I’d be interested in either a deeply analytical explication of that distinction, or pointing to a careful technical one.
It seems to me that if cognition is a computation, or in any case we are limiting ourselves to with world of computable functions, memorization and understanding as cognitive terms needs to reduce to some information-theoretic computational property.
And it seems to me that memorization is basically a lookup table, mapping input to output, and understanding is the ability to compute the output given the input. There isn’t a hard line.

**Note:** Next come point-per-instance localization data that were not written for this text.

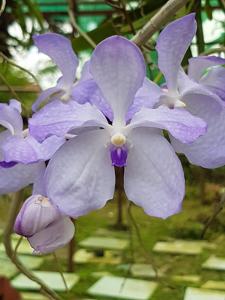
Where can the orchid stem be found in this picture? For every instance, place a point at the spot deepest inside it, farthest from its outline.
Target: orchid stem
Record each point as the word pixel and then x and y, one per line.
pixel 2 7
pixel 17 245
pixel 157 21
pixel 60 272
pixel 16 202
pixel 78 29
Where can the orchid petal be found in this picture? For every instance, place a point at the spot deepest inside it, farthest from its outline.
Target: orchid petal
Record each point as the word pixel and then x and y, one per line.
pixel 19 176
pixel 171 46
pixel 53 237
pixel 118 68
pixel 147 96
pixel 197 65
pixel 58 118
pixel 60 50
pixel 189 87
pixel 88 91
pixel 80 176
pixel 208 150
pixel 179 122
pixel 16 105
pixel 214 80
pixel 45 97
pixel 28 150
pixel 10 118
pixel 153 177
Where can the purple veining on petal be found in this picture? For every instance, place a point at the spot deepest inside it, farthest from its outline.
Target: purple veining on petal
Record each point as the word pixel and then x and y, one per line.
pixel 10 164
pixel 119 156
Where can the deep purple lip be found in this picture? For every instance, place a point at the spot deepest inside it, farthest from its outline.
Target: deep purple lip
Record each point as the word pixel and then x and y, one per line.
pixel 119 156
pixel 6 165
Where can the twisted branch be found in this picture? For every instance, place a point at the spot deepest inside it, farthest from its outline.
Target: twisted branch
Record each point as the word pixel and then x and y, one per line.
pixel 157 21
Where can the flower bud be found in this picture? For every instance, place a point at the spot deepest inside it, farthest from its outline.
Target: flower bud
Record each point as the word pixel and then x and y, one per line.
pixel 36 214
pixel 54 236
pixel 43 225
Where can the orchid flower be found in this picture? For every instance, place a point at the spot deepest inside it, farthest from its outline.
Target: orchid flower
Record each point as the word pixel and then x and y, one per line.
pixel 44 226
pixel 209 150
pixel 80 176
pixel 215 77
pixel 59 49
pixel 17 145
pixel 21 156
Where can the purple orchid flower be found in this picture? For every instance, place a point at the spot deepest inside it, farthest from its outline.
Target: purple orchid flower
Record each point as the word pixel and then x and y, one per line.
pixel 215 77
pixel 17 145
pixel 44 226
pixel 59 49
pixel 209 150
pixel 21 156
pixel 80 176
pixel 14 176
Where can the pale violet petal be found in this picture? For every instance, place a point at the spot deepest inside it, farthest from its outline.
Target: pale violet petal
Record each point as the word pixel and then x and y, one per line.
pixel 117 66
pixel 58 118
pixel 208 150
pixel 19 176
pixel 80 176
pixel 179 122
pixel 214 80
pixel 171 46
pixel 147 96
pixel 154 177
pixel 28 150
pixel 60 50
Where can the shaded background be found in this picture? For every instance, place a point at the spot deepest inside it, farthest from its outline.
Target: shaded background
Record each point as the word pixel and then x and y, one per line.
pixel 100 19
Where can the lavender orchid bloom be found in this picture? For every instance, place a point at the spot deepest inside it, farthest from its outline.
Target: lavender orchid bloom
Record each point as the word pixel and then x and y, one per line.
pixel 209 150
pixel 84 91
pixel 44 226
pixel 215 77
pixel 14 176
pixel 17 145
pixel 80 176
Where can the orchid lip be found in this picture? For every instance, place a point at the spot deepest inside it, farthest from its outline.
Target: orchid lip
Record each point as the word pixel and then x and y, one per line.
pixel 119 156
pixel 118 139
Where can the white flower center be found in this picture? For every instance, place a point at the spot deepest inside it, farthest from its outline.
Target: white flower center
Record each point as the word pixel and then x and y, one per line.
pixel 118 139
pixel 171 100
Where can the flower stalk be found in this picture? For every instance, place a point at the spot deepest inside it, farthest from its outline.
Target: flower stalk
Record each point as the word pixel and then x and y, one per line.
pixel 157 21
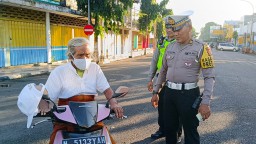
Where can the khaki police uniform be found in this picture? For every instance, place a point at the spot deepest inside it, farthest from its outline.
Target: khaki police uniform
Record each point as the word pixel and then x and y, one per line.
pixel 181 68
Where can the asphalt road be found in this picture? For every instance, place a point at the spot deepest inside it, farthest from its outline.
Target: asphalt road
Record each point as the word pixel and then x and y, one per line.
pixel 233 105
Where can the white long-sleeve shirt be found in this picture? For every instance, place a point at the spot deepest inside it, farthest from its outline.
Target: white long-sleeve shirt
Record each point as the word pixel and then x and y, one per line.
pixel 64 82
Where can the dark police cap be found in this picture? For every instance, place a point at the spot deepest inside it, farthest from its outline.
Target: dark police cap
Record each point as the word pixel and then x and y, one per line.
pixel 178 21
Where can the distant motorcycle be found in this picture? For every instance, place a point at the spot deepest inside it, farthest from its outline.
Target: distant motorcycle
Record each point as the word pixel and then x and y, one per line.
pixel 83 115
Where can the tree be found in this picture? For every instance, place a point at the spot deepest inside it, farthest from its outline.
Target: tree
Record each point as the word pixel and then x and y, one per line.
pixel 235 36
pixel 160 29
pixel 110 12
pixel 194 33
pixel 205 31
pixel 151 13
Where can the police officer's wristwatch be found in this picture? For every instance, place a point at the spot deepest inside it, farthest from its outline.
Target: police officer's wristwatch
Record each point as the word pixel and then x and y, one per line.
pixel 154 92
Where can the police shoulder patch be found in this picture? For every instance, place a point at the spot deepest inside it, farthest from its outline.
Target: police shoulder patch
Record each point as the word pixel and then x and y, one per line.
pixel 207 58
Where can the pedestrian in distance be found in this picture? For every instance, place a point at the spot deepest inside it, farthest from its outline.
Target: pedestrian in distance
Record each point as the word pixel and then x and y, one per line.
pixel 78 80
pixel 182 63
pixel 156 65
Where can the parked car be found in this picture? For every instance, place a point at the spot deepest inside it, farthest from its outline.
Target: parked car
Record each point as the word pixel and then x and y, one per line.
pixel 227 46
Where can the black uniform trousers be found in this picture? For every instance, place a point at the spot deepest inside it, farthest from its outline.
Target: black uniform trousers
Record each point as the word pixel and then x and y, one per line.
pixel 161 114
pixel 178 108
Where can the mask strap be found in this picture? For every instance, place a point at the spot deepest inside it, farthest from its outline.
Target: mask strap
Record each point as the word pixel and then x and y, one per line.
pixel 72 55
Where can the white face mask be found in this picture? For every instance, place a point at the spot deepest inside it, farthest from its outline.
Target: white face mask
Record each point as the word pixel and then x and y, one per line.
pixel 82 64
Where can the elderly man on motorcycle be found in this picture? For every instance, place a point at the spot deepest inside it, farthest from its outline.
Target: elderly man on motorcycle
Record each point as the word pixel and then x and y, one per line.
pixel 78 80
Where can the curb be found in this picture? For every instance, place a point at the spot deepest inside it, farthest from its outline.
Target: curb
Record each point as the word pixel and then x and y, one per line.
pixel 22 75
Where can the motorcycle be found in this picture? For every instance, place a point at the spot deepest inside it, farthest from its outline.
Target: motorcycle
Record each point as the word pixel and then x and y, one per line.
pixel 83 116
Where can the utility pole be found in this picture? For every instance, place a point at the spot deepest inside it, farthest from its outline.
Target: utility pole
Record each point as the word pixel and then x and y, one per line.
pixel 251 33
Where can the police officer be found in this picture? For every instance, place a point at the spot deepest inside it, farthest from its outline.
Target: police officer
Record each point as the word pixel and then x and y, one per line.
pixel 182 63
pixel 156 64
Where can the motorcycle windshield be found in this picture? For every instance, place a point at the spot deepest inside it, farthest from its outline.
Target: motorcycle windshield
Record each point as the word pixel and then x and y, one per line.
pixel 85 113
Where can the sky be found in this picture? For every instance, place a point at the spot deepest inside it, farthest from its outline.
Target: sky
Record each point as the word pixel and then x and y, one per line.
pixel 213 10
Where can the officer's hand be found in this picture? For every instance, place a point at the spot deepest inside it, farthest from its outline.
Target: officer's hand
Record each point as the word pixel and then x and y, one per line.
pixel 205 111
pixel 117 109
pixel 44 107
pixel 150 86
pixel 154 100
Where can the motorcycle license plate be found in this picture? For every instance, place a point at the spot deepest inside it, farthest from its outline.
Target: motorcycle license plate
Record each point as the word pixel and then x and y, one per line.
pixel 85 140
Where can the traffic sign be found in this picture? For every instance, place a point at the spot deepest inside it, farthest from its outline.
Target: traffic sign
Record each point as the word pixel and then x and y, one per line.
pixel 88 30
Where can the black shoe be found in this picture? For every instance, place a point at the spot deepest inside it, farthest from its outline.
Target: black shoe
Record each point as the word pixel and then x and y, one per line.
pixel 179 139
pixel 157 135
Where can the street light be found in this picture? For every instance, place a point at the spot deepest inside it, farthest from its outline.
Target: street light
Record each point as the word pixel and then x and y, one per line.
pixel 251 35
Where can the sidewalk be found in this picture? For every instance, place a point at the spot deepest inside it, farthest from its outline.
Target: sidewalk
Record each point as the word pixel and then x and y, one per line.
pixel 14 72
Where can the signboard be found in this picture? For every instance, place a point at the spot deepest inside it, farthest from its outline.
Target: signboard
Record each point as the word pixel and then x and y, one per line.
pixel 88 30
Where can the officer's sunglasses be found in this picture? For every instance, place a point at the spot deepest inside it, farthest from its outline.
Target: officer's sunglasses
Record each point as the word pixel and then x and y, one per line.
pixel 168 26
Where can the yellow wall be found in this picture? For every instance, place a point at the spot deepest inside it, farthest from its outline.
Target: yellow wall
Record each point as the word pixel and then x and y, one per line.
pixel 22 34
pixel 60 35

The “understanding” program can low low Kolmogorov entropy and require high logical depth to get a value, or in the limit of a lookup table it’s the opposite, and there are many (continuously many, in the discrete sense) options in between.
So in principle it seems to be that memorization and understanding are the same thing, with respect to the same universe of inputs.
What you may mean is that if we want to get valid outputs for inputs not on the lookup table, we need an algorithm that is “bigger” (in entropy plus logical depth) than the table.
Understood this way, the question becomes whether a finite set of example in the dataset is sufficient given LLM/transformer methods, to do the deed.
And as a lay person it seems highly likely that we are seeing that already.
I say this because the system isn’t making a lookup table, it’s compressing the I/O mapping into some kind of algorithm that has relatively low entropy and requires high logical depth to make the output.
It would seem to be a special case, rather than the rule, that doing this in the efficient way the system has annealed to do it, just so happens to exactly match the lookup table I/O mapping, but not more. If the data in the sample all together implies a relationship (causal story) that has richer entanglements, the data is just a “for instance”. Much as with science, the observations are finite and the projectable theory is compact but its I/O table is gigantic and maybe infinite.
It’s true that there may be stuff that’s causally relevant but isn’t implied by the dataset or the logical depth to access that annealing is deeper than we can/do go now. There may even be a Gödel-type reason to think that has to be so. Or a more straightforward old style philosophy of science argument that no finite dataset can pick between all the infinite models that can fit it. “Grue” and all that problem of induction stuff.
But humans bumble around in this context and expand the forefront beyond the finite dataset, and in general it would seem to me that LLM/transformers can do that too, and are doing it, unless there is some reason in principle (a math argument exists?) why that particular AI method can never, or usually won’t, anneal to a compressed representation that can encode causal factors (information generators, “ideas” and “understanding”) that supervene on the dataset but go beyond the datasets boundaries.